Cette tendance ira galopante dans les prochaines années si rien n’est fait pour freiner les causes dont le paludisme, les infections mais surtout le manque de ressources, entre autres.
Un jeune femme d’environ 30 ans ne comprend pas ce qui lui arrive. Elle est déjà tombée enceinte trois mais elle n’a eu que des mort-nés. D’après ses dires, la dernière grossesse, en 2011, a failli l’arracher à la vie, si sa famille ne mobilisait pas les moyens financiers nécessaires pour que l’intervention chirurgicale se déroule à temps. Cadres dans des multinationales, Joséphine N, Gisèle A. et Monique T, camarades d’école ont la même histoire. Il y a quelques mois, elles perdaient leur enfant peu de jours après leur naissance.
La mortalité infantile est un fléau qui prend de l’ampleur au Cameroun. Les résultats de l’enquête démographique et de santé réalisée en 2011 chiffre à 31/1000, le nombre d’enfants qui meurent avant l’âge d’un mois au Cameroun. 62/1000 décèdent avant d’avoir fêté leur premier anniversaire tandis que 122/1000 n’atteignent pas 05 ans. Ces chiffres qui sont en hausse ces dix dernières années pourraient augmenter si des mesures ne sont pas prises pour lutter contre les causes et les facteurs militants, selon le Dr Matina Baye, médecin et conseiller technique No1 au ministère de la Santé publique. Celle-ci cite entre autres, le paludisme, les maladies respiratoires, les maladies diarrhéiques, la malnutrition, le sida et la prématurité comme des causes des décès des enfants.

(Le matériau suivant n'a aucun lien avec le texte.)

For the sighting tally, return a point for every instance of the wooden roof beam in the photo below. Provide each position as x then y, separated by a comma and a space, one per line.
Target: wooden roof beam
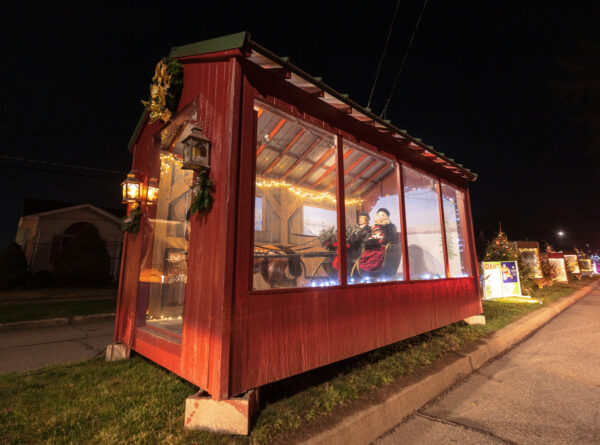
349, 169
302, 157
361, 172
317, 164
377, 173
330, 169
284, 151
271, 136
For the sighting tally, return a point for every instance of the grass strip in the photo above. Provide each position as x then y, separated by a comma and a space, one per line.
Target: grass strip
58, 291
136, 401
12, 312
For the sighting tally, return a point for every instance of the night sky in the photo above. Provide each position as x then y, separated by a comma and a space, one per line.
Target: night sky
491, 84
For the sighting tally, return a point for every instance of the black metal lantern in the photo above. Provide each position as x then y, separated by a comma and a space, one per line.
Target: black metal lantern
196, 151
131, 189
152, 193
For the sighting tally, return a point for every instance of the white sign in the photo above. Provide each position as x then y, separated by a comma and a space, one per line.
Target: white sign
500, 279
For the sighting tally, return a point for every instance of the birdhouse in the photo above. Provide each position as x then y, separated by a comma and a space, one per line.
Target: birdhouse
196, 150
131, 189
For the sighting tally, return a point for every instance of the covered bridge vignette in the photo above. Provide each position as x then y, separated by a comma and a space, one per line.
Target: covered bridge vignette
265, 285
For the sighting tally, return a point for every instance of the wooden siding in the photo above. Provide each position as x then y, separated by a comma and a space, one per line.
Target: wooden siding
284, 332
235, 339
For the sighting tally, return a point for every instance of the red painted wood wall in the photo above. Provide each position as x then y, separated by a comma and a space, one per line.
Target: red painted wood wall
233, 338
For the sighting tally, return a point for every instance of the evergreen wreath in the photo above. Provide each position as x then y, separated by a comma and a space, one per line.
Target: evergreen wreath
202, 200
131, 223
165, 90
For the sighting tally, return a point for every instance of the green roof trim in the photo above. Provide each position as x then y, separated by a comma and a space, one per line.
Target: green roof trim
224, 43
242, 41
137, 129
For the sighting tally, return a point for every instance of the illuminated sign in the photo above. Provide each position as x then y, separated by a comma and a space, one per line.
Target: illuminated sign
572, 263
531, 258
501, 279
560, 271
586, 266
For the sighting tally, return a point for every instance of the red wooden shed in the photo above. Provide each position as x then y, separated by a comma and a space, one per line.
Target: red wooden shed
258, 288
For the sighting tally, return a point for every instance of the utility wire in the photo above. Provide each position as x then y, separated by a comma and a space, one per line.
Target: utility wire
59, 164
403, 60
385, 47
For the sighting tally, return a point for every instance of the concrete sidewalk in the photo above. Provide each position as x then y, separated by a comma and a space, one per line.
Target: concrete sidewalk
544, 391
27, 349
369, 424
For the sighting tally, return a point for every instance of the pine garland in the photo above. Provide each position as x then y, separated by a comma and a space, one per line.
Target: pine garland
165, 90
202, 200
499, 249
131, 223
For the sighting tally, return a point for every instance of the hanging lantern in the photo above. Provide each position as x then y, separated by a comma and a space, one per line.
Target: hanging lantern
196, 150
152, 195
131, 189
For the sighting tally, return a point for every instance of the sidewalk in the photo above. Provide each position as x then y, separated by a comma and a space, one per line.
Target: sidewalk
545, 390
32, 348
372, 422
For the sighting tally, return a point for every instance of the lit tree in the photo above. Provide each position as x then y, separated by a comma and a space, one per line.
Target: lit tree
499, 249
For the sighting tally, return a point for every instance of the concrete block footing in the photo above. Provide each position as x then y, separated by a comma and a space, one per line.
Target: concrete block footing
117, 351
230, 416
475, 319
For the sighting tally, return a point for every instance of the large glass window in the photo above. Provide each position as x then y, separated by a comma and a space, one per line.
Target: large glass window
163, 274
423, 226
371, 189
455, 222
295, 236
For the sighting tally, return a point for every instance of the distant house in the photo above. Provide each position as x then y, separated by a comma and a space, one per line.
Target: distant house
42, 235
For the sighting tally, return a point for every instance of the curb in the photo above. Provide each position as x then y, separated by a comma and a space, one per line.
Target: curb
366, 426
48, 322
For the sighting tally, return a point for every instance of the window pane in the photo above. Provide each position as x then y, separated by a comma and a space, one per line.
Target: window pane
163, 274
455, 222
295, 231
257, 213
372, 217
423, 226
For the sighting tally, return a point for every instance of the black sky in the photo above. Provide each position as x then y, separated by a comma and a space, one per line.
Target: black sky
480, 85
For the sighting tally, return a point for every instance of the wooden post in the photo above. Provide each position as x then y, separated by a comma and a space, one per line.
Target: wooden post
443, 225
472, 250
404, 235
341, 209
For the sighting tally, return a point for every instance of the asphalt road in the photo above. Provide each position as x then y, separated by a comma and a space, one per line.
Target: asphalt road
26, 349
546, 390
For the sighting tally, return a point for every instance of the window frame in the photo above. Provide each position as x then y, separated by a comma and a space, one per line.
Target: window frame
278, 106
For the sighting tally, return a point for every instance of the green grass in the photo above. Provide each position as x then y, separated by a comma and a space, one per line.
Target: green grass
58, 291
137, 402
11, 312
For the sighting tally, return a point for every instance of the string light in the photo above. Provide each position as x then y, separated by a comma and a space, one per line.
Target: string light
303, 192
162, 318
166, 159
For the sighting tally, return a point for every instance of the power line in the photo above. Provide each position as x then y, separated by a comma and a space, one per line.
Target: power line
62, 165
403, 60
385, 47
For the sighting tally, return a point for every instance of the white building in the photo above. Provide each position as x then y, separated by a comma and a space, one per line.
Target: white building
43, 235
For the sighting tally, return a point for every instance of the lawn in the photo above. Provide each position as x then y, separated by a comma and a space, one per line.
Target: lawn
49, 293
136, 401
10, 312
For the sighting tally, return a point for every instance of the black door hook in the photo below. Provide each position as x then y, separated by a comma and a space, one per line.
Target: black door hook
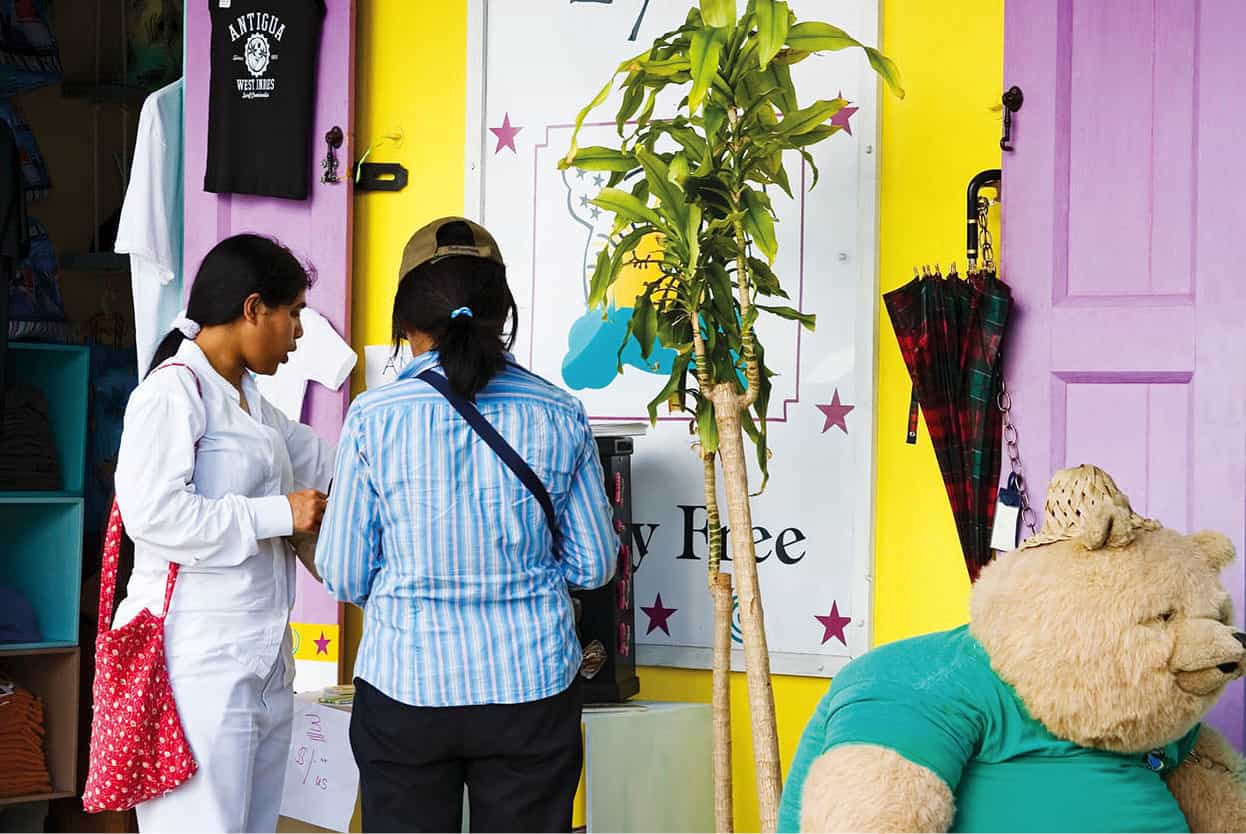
1012, 101
333, 139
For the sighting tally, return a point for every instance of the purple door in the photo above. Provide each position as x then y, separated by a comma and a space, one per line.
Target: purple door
318, 230
1124, 237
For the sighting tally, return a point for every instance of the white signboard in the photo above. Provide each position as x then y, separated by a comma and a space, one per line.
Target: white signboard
322, 778
532, 65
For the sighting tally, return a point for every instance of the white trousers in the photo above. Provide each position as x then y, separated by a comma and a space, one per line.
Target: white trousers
238, 726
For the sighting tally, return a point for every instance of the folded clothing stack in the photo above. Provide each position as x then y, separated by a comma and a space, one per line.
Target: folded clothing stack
28, 453
21, 743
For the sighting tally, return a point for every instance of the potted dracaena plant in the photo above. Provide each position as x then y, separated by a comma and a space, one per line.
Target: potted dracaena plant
699, 183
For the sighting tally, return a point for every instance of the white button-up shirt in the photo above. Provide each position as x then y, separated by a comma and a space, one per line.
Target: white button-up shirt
218, 509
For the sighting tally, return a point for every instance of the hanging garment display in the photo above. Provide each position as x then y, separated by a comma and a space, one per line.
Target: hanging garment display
262, 96
150, 230
14, 228
35, 292
34, 168
29, 56
153, 43
21, 743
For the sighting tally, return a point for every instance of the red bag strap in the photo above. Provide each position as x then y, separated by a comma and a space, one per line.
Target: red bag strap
112, 546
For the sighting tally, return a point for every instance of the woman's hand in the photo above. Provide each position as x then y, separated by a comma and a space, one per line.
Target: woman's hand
308, 509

Mais à côté de ces causes, Catherine Zoa Mbida, infirmière diplômée d’état en santé de reproduction, évoque le problème des mentalités des parents et du personnel hospitalier. « Le paludisme, la diarrhée ou encore les infections respiratoires ne sont pas des fatalités. C’est la manière avec laquelle on les prend en charge qui pose problème. Les parents perdent beaucoup de temps parfois chez des personnes qui n’ont pas de compétences face au cas à traiter. La décision de se rendre à l’hôpital intervient quand on ne peut plus rien faire », s’insurge-t-elle. Pour ajouter que « le personnel hospitalier n’a pas encore développé des aptitudes pour la prise en charge urgente des cas d’urgence. Lorsqu’un enfant arrive dans un hôpital en vomissant par exemple et qu’on attende plus de 05 heures pour le consulter. Parfois, la pharmacie de la formation sanitaire est en rupture de stock des médicaments, il faut parcourir toute la ville. Sans oublier que dans certains cas, le médecin de permanence, qui parfois n’est qu’un étudiant en stage dans l’hôpital, se retrouve seul avec plusieurs enfants. Il doit faire recours au cadre expérimenté et c’est le temps qu’on perd.»
Ressources
Mme Zoa Mbida relève aussi que la misère est pour beaucoup dans ce qui arrive. « Il y a des gens qui ont peur de se rendre à l’hôpital parce qu’ils se disent que les prestations sont chères et se contentent des décoctions ou de l’automédication. Il faut que les parents s’investissent dans la prévention et que le personnel de santé accepte de référer le malade à temps au lieu de le retenir en sachant que le cas n’est pas à son niveau. Au vu des mentalités des parents et des traitants, la gratuité des kits n’est pas la solution. Ils peuvent être boudés par les parents ou détournés dans les hôpitaux »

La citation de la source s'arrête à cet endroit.